Si le nom d’Israël n’apparaît pas sur la version web de Baidu Maps, des internautes ont observé que sur l’application mobile, après qu’ils ont tapé «Israël» dans la barre de recherche, le nom du pays s’est affiché sur la carte. Baidu nie d’ailleurs avoir délibérément effacé Israël de ses cartes. Un porte-parole, Jing Meng, indique à CheckNews que «lorsque l’espace est limité, il se peut que nos cartes n’affichent pas les noms ou les drapeaux de certains territoires» – malgré nos tentatives, nous ne sommes pas parvenus à voir le nom d’Israël sur Baidu Maps, quel que soit le niveau de zoom. Jing Meng précise aussi que «les utilisateurs peuvent trouver les pays ou régions correspondants sur Baidu Maps en utilisant simplement la fonction de recherche de la carte» – cette fois, une recherche avec le nom du pays nous a effectivement conduits jusqu’à lui.

De son côté, le gouvernement chinois a eu l’occasion de s’exprimer sur la question, mardi 31 octobre. Lors de la conférence de presse régulière du ministère chinois des Affaires étrangères, un journaliste de Reuters a demandé au porte-parole de la diplomatie chinoise si la Chine a «exhorté ces plateformes qui fournissent des services cartographiques à supprimer Israël». Et Wang Wenbin de répondre : «Je pense que vous savez que la Chine et Israël entretiennent des relations diplomatiques normales. En ce qui concerne vos questions, le pays concerné est clairement indiqué sur les cartes standards publiées par les autorités chinoises compétentes, auxquelles vous pouvez vous référer.» Consultés par CheckNews, les planisphères du service de cartographie standard, rattaché au ministère chinois des ressources naturelles, affichent effectivement Israël, mais également la Palestine, et ne délimitent pas de frontières entre les deux territoires.

«Cette question avait été soulevée dès 2018»

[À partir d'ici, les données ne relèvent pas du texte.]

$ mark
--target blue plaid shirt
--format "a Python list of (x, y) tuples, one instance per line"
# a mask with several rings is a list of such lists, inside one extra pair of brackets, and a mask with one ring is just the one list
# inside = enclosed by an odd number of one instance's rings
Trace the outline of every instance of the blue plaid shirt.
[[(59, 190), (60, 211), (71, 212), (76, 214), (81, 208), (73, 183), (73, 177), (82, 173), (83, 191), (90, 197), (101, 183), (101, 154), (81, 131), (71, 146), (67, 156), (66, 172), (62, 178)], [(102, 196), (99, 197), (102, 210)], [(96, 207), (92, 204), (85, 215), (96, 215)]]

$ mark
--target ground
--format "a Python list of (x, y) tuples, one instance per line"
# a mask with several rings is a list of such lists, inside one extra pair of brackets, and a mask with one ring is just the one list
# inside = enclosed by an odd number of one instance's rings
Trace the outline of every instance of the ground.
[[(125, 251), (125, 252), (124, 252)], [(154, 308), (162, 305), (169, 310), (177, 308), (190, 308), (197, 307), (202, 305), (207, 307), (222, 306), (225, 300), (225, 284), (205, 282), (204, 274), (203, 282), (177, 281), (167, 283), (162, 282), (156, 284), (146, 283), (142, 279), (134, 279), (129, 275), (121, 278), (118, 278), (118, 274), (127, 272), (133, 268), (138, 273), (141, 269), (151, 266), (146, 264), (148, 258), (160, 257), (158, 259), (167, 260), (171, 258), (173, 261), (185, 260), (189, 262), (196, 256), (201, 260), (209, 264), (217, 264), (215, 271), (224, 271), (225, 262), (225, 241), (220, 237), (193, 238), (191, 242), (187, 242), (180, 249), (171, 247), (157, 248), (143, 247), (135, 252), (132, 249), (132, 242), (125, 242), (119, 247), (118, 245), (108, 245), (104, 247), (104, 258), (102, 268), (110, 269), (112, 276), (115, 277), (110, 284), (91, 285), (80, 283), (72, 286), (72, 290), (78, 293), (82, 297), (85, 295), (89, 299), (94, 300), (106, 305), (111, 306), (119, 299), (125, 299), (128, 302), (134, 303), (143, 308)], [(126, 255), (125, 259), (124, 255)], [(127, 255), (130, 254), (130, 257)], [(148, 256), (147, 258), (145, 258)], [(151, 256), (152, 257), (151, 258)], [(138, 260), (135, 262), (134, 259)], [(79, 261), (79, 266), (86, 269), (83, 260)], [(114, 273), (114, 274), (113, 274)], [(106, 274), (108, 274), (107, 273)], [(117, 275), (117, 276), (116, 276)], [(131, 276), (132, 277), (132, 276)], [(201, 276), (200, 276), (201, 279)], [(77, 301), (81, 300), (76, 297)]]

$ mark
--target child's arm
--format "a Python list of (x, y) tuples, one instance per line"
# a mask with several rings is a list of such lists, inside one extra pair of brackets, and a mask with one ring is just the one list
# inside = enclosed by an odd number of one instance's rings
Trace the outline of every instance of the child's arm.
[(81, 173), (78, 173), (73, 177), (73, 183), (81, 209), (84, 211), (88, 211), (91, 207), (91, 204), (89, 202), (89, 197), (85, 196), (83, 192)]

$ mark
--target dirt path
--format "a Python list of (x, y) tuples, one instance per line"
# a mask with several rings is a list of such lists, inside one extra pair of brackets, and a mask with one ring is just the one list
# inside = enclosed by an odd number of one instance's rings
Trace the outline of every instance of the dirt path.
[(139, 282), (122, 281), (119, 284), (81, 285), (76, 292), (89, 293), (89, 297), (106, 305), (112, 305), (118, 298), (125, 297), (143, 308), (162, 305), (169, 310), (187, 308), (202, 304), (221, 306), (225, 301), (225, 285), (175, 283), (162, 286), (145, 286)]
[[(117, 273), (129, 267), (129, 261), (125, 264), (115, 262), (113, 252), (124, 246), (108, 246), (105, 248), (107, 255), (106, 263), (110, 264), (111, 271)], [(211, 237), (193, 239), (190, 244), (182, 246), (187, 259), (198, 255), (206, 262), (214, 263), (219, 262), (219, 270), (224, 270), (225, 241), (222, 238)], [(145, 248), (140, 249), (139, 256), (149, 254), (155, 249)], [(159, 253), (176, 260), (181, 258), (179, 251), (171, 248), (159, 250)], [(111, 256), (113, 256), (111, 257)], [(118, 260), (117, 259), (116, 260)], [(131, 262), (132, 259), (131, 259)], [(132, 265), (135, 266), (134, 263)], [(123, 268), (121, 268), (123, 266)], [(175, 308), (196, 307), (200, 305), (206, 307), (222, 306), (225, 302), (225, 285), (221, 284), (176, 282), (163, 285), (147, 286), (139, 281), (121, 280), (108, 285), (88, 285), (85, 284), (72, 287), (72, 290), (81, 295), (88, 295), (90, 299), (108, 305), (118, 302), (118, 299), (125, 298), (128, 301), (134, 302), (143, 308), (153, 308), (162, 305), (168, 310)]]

Quelles que soient alors les raisons des anomalies observées sur les applications de Baidu et Alibaba, une chose est certaine : elles n’ont aucun lien avec le conflit en cours au Proche-Orient. Le sujet est même revenu régulièrement sur la table ces dernières années. Un tweet d’un biostatisticien chinois installé aux Etats-Unis renvoie vers une archive du site Zhihu, l’équivalent chinois du forum Quora, où un internaute chinois relatait en 2021 : «J’ai vérifié la zone sur Gaode Maps et Baidu Maps en Chine et j’ai trouvé un point commun. Aucune des deux sociétés n’indique explicitement “Israël” et “Palestine”. Cela indique clairement que ces sociétés, pour échapper aux débats sur la délimitation des territoires, choisissent simplement de ne pas indiquer clairement leur localisation.» Un autre tweet contient des captures d’écran de publications sur Weibo remontant à 2019 et 2020, où des utilisateurs du réseau social chinois interpellaient déjà Baidu quant à l’absence du nom «Israël» sur ses cartes.

«J’ai découvert sur Zhihu que cette question avait été soulevée dès 2018», écrit même, sur Twitter (rebaptisé X depuis), un professeur du département d’études sur l’Asie de l’Est de l’Université de Tel-Aviv, Zhang Ping. «A cette époque, Amap marquait uniquement la Palestine, tandis que Baidu Map marquait uniquement Israël. En fait, la Jordanie n’était même pas indiquée sur la carte Amap à cette époque. On voit que ces cartes privées ne référençaient pas cette zone de manière standardisée.» D’après Zhang Ping, ce serait donc «parce que la mention du nom de ces Etats a suscité des controverses», que depuis «les cartes privées ont simplement masqué ces noms». Déjà en 2019, à une période où «il n’y avait aucun problème dans les relations sino-israéliennes et il n’y avait aucune raison de manipuler la carte», fait remarquer le professeur, «il n’y avait ni Palestine ni Israël sur la carte Baidu».